Unicamp desenvolve robô capaz de executar tarefas agrícolas de forma autônoma

Crédito Antonio Scarpinetti

Crédito Antonio Scarpinetti

Você já pensou em ter um robô que executa tarefas agrícolas como semear, adubar e irrigar a terra de forma automática, sem a necessidade da ação do homem? O que parecia ser uma atividade quase impossível ou de filmes de ficção está começando a se tornar realidade. Pesquisadores e alunos da Feagri (Faculdade de Engenharia Agrícola) da Unicamp (Universidade Estadual de Campinas) desenvolveram um robô que tem a capacidade de realizar todas essas atividades de forma autônoma, com eficiência e qualidade nunca imaginada para uma máquina, sem o auxílio do homem.

Esse robô foi construído para realizar determinadas tarefas sem a necessidade de intervenção humana, fornecendo às plantas a quantidade adequada de insumos, além de garantir ótima precisão do cultivo, seja em hortas caseiras ou para produção em escala, caso de estufas 20 x 50 m.

Claudio Umezu, pesquisador da Unicamp e um dos mentores do robô agrícola, conta mais sobre esse projeto que pode representar um grande avanço para a agricultura. “A ideia da construção deste robô surgiu quando um grupo de alunos tomou conhecimento de um projeto relacionado à agricultura de precisão, divulgado nos Estados Unidos, em 2014”.

Este robô agrícola foi desenvolvido a partir de um projeto colaborativo denominado Farmbot e fez parte das atividades dos alunos do curso de especialização em Automação e Controle de Processos Industriais e Agroindustriais, Cleber Katsuaki, Marcos Vinicius Lopes, Ricardo HideyoHirai e Willy Rizola, que foram orientados por Claudio Umezu e pelo professor Angel Garcia. O curso é oferecido exclusivamente pela Escola de Extensão da Unicamp (Extecamp) junto à Faculdade de Engenharia Agrícola da mesma universidade.

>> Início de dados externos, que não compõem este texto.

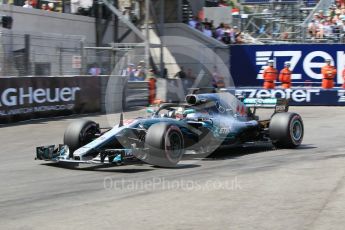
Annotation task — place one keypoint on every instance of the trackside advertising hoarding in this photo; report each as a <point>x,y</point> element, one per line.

Além do desafio de desenvolver um protótipo brasileiro semelhante ao norte-americano, que tivesse baixo custo, os pesquisadores enxergaram a possibilidade de executar um projeto inovador que os levaria a captar o máximo do aprendizado, utilizando todos os conhecimentos adquiridos durante este curso de especialização.

Para a sua criação foram integradas tecnologias como agricultura de precisão, sistemas embarcados, prototipagem rápida (com impressora 3D) e armazenamento em nuvem. Essas funcionalidades se configuram como uma importante contribuição para a automação agrícola e, consequentemente, para a Agricultura 4.0.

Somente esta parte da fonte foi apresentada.